Six on Saturday 3/6/2017

1. Conifers. I was going to run with six conifers, on the grounds that a quick tot-up in my head led me to think I had just six in the garden. When I uploade the picures to the computer I quickly saw two more in front of one of the ones I’d snapped, so I have eight, unless I’ve missed any more. It kind of tells you something about conifers in a garden, they merge into the background, never doing anything to draw attention to themselves, and as a result get overlooked.

That’s a pity, because they are structural, like hedges and trees. They provide a backdrop against which the more flamboyant members of the garden community can perform.

Pines

The one on the left is Pinus pumila ‘Saentis’; about 25 years old now and I have cleared its lower branches to make it tree like, reclaim growing space beneath it and get back the view of the garden from the greenhouse beside it.
The one on the right is Pinus parviflora ‘San Bo’, which is outside the front door.
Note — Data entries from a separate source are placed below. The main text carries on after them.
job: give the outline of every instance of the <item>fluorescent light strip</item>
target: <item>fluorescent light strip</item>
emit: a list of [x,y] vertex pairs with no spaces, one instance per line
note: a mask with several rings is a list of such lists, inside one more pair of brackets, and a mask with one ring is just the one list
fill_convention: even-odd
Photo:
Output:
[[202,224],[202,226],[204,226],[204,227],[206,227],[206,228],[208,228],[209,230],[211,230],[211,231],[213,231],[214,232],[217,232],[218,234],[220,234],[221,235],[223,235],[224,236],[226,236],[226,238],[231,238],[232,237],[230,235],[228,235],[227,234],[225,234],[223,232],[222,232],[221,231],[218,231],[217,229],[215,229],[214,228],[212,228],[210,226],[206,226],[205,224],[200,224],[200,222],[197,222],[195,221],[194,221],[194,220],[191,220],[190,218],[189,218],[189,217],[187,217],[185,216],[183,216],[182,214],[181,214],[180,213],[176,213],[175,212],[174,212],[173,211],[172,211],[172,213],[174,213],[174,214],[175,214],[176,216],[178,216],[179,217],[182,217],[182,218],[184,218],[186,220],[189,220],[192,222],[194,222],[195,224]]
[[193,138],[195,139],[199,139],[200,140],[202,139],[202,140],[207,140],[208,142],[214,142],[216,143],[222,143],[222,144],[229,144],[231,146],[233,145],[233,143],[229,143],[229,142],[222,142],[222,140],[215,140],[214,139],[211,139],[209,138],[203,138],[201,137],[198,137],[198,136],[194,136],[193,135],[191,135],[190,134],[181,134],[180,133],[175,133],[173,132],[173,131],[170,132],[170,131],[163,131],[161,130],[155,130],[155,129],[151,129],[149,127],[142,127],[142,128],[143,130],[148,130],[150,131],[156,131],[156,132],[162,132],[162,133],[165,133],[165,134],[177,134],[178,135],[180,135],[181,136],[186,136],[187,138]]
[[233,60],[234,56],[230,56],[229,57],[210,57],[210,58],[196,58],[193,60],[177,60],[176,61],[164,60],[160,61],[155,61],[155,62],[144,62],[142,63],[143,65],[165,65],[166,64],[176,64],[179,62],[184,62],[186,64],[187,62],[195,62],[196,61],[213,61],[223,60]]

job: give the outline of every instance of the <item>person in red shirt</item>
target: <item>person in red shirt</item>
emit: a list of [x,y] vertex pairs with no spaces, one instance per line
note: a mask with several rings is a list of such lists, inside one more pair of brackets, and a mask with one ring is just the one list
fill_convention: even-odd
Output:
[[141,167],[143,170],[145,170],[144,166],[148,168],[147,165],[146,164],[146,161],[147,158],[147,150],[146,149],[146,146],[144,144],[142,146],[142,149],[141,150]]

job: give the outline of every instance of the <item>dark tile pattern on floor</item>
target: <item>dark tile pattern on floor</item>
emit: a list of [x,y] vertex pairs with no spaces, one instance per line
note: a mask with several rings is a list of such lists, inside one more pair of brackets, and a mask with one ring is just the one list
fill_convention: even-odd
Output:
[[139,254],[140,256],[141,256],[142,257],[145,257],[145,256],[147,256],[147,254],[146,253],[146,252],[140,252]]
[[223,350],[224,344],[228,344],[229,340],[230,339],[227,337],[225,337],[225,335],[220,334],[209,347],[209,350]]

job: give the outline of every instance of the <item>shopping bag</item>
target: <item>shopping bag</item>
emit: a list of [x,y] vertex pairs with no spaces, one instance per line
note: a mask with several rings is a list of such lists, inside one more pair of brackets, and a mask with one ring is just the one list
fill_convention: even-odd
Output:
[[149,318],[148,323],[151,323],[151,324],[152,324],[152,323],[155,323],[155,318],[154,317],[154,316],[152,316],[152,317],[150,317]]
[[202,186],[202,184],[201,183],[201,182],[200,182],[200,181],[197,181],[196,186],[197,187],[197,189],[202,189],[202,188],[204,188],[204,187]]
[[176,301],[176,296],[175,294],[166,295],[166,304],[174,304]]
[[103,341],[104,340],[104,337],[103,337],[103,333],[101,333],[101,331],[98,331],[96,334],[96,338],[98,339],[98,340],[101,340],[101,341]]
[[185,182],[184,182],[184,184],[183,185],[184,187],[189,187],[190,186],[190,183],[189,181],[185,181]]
I hardly dare say this, but in a week it will be gone to make way for a porch. It would have had to have gone soonish anyway, it’s getting too big for where it is and they’re not easy things to restrict in size without destroying their character. I shall miss it though, it’s a thing of beauty.

2. Orchid. I can tell you this is a Dactylorhiza but not which species. It was legitimately raised in captivity so it may be hybrid. I have a book, I will try and work it out, later. It was a self sown seedling in a pot that was supposed to have a Dodecatheon in it, but which survived only one season planted in the garden. The orchid is in its third or forth and seems very happy. If it’s happy, I’m happy.

Dactylorhiza

3. Diplarrena moraea. This is an easy to grow member of the iris family that you see surprisingly rarely. It puts up stiff stems from a clump of narrow leaves and opens out its pure white flowers to show off a centre of yellow with purple pencilling. I have two forms, this one is 30-40cm tall, the other at least twice that, but with smaller, less well marked flowers.

Diplarrena

4. Chionochloa rubra. The New Zealand tussock sedge is a mighty fine grass, pretty much unrivalled as what in my younger days, in the context of bedding schemes, was called a “dot plant”. It is used to great effect as a punctuation mark in the semi-natural flower meadows at the Garden House for example.
I grew this from a few seeds that I purloined from a garden run by a well known horticultural organisation and it has proved a robust perennial plant, probably nearing twenty years old now.  The tallest leaves will be 2 metres.

Chionochloa-rubra

5. Cactus. I have no idea what species or variety this is, it wouldn’t add anything to it to know. Cacti were just about the first thing I grew, a while ago now.

cactus-3

6. Cucumber. This looks set fair to be my first cucumber of the season. That isn’t half the triumph it might have been; this is the last survivor of the half dozen plants I started with, the rest having dropped by the wayside as a result of my poor husbandry. Mind, if last year was anything to go by, one cucumber plant will be enough to ensure we are sick of cucumbers by about August. It’s a Brexit cucumber too, no way that would pass the standard for approved cucumbers. Probably taste alright.

So that’s this Saturday’s six, for the Propagator’s Six on Saturday meme. I wonder who has chipped in this week.